This repo presents series of experiments aimed to compare several Seq2Seq neural architectures and techniques for neural machine translation task.
- BLUE score
- GPU training time per epoch
English-Russian pairs of hotel descriptions.
- Comparison of LSTM and Transformer architectures for machine translation task
- Analysos of influence of pretraining encoder and/or decoder models on language modeling task
- Comparison of WordPunctTokenizer from nltk lib with BPE.
├── config
│ ├── train.yaml
├── data.py
├── dataset
│ ├── data.txt
├── nmt_experiments.ipynb
├── models
│ ├── __init__.py
│ ├── model.py
│ ├── rnn.py
│ ├── transformer.py
├── parser.py
├── predict.py
├── pretrain.py
├── README.md
├── run.py
├── requirements.txt
├── tests
│ ├── __init__.py
├── train.py
└── utils.py
Command line tool allows to run
-
train LSTM based Seq2Seq model:
python run.py train --seq2seq-name Seq2Seq --epochs 25
or Transformer model:
python run.py train --seq2seq-type transformer--epochs 30
or with BPE:
python run.py train --seq2seq-type transformer --bpe --epochs 30
-
pretrain encoder or decore:
python run.py train --enc-type rnn --enc-name PretrainEncoder --epochs 20 pretrain --pretrain-encoder
-
train from pretrained model:
python run.py train --enc-pretrained-filepath rnn_PretrainEncoder.pt --epochs 25
Training parameters are set in the config/train.yaml
and could be replaced by command line arguments
Experiment | BLUE score | GPU training time per epoch |
---|---|---|
LSTM-encoder and LSTM-decoder | 18.5 | 1m 14s |
LSTM-encoder and LSTM-decoder; LSTM-encoder pretrained on LM task on russian language | 20.4 | 1m 19s |
LSTM-encoder and LSTM-decoder; LSTM-decoder pretreined on LM task on english language | 17.8 | 1m 19s |
LSTM-encoder and LSTM-decoder; both LSTM-encoder and LSTM-decoder pretreined on LM task | 17.2 | 1m 19s |
Transformer model with NLTK tokenizer | 28.7 | 50s |
Transformer model with BPE tokenizer | 26.6 | 1m 3s |
Training logs contain examples of generated texts, loss and blue score.

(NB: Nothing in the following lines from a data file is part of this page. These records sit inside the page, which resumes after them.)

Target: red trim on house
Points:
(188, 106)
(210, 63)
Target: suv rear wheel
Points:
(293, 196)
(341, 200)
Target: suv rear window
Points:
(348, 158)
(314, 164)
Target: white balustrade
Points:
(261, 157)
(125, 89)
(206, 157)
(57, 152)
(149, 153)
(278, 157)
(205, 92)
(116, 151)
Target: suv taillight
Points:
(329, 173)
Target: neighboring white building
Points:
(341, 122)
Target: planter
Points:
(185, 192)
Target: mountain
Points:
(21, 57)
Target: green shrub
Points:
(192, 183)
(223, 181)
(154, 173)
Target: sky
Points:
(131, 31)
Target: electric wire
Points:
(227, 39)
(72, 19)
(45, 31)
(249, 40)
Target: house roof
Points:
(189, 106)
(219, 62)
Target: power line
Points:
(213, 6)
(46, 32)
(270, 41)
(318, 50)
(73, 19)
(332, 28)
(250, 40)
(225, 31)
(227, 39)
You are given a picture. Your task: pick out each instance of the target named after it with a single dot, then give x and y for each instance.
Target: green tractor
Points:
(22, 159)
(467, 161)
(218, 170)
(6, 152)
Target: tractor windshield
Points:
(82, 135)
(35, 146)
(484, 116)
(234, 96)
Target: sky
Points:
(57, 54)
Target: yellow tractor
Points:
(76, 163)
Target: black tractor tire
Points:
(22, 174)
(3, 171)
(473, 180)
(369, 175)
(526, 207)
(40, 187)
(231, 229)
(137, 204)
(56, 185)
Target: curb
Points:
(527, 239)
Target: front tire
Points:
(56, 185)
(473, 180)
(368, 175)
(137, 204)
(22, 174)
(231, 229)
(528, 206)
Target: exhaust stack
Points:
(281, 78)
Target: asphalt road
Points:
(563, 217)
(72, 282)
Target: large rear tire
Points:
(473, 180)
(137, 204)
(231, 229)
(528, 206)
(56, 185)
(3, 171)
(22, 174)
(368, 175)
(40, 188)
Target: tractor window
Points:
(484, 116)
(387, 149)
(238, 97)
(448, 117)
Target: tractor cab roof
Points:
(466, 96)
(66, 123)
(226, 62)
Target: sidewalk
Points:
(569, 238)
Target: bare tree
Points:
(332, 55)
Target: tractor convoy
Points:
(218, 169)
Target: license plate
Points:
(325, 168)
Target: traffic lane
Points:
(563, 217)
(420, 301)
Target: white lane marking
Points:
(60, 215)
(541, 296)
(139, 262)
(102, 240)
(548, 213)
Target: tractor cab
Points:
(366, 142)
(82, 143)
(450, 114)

All visualizations are done in Tensorboard.
Translation examples with Transformer model with 30 epochs and BPE:
Original sentence | Generated sentence |
---|---|
the osmose spa is the perfect place for a relaxing experience . it features a hammam . | guests can relax in the turkish bath or enjoy a drink at the spa centre . |
a grocery shop is 50 metres from moncherie studio rooms , while the nearest green market is 500 metres away . | the nearest grocery store is 50 metres away . |
easily accessible from all major routes , lodge impresses with personalized service . | all the rooms of the bay ofs bay is a bicycle serviced and the area with all the bay ofs . |
rowing boats , paddle boards and snorkeling equipments are available . | it offers home - cooked meals , as well as the upon request . |
ar tavern backpackers hostel is a 10 - minute walk from finsbury park station and ar f . c ’ s emirates stadium . | naly park is a 10 - minute walk from metro station , where guests can enjoy the stadium and the est health club . |